If we still use RDD[XGBLabeledPoint] which means we need to convert the Columnar to Row and construct LabeledPoint, which will cause the data copying from GPU to CPU. And then build DMatrix on CPU, finally train on GPU.

But if we use plugin way and the XGBoosterPredictFromArrayInterfaceColumns to build DMatrix, then the memory will not fallback to CPU any more and DMatrix building also happens in GPU, it's really pretty fast.

	sql/dataframe	building DMatrix	train
RDD[XGBLabeldPoint	cpu	cpu	gpu
Plugin	gpu	gpu	gpu

CodingCat · 2020-08-02T23:42:20Z

@wbo4958 thanks for the explanation! now I understand why you choose to have this PR...
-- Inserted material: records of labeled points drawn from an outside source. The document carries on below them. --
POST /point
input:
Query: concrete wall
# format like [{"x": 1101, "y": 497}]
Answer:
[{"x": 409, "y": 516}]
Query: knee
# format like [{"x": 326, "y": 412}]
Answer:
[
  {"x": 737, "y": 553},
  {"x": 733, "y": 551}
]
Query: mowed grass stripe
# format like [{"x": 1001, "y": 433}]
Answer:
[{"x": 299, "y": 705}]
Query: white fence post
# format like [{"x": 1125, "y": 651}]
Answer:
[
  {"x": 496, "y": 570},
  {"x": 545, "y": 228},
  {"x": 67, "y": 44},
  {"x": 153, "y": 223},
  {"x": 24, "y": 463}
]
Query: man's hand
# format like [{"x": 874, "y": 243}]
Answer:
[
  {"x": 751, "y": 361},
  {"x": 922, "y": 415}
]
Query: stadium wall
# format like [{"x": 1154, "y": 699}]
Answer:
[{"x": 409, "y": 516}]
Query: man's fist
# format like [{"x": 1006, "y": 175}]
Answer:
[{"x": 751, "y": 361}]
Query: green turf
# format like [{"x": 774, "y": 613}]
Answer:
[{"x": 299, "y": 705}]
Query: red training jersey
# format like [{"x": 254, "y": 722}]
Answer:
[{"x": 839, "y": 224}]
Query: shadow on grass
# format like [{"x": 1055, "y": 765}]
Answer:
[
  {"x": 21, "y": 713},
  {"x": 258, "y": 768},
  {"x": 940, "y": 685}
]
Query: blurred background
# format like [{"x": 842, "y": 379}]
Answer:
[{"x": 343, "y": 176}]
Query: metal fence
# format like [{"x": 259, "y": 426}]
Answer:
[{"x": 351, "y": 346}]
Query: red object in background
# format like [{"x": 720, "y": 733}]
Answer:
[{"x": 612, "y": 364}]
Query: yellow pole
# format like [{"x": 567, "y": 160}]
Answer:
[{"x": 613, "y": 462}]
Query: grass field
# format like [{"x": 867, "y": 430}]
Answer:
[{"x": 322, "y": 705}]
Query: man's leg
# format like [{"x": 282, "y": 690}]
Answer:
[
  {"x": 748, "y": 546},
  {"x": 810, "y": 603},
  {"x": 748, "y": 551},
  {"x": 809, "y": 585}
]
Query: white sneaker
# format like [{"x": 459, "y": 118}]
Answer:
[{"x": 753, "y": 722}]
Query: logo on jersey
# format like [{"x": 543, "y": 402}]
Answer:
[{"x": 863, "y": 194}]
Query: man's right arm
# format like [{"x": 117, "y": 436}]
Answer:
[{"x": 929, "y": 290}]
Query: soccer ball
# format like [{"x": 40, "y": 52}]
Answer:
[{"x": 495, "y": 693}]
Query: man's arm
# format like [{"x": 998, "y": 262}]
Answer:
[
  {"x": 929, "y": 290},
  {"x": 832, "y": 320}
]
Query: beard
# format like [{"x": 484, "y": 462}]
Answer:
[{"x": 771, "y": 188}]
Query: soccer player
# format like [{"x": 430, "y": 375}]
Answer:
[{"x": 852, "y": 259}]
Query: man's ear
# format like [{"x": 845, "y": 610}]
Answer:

regarding your last comparison

	sql/dataframe	building DMatrix	train
RDD[XGBLabeldPoint]	cpu	cpu	gpu
Plugin	gpu	gpu	gpu

if we use RDD[XGBLabeldPoint] , sql/dataframe is not necessarily in CPU? as I said, you can build dataframe with GPU and then only building DMatrix would be on CPU (tho I agree that there is an extra memory copy overhead)

the major concern here is , we SHOULD AVOID build a data preprocessing interface framework in XGBoost, it is hard to imagine what will happen after years, if any change is needed, that means another round of API deprecating and renew

why don't we just adding a new API to accept RDD[DMatrix] in XGBoost.scala. we can do some type checking in XGBoost.scala, if RDD[DMatrix]is passed in , we can skip all transformations in current implementation and directly going to training phase

in this way, we leave a complete flexibility to different hardware vendors to have their own implementation of data transformers, for XGBoost, we only care about DMatrix

CodingCat · 2020-08-02T23:47:02Z

in XGBoostClassifier/XGBoostRegressor, seems we can also accept Dataset[DMatrix] and skip all logic currently just for CPU?

CodingCat · 2020-08-03T00:02:05Z

jvm-packages/xgboost4j-spark/src/main/scala/ml/dmlc/xgboost4j/scala/spark/XGBoost.scala

+      trainImpl.cleanUpDriver()
+    }
+  }
+


a lot of code here are just copy paste from the original method?

at least we should provide some abstraction to avoid duplicate code

CodingCat · 2020-08-03T00:18:43Z

after checking the PR, I think there is some lack of understanding of the architecture of XGBoost-Spark. I would like to highlight the design principle of XGBoost.scala: this file should be kept as very low level, it integrates with Spark and XGBoost's JVM binding with their lowest level interface . Many years ago, when we started this project, it is through RDD[XGBoostLabeledPoint] which is the only option at that moment.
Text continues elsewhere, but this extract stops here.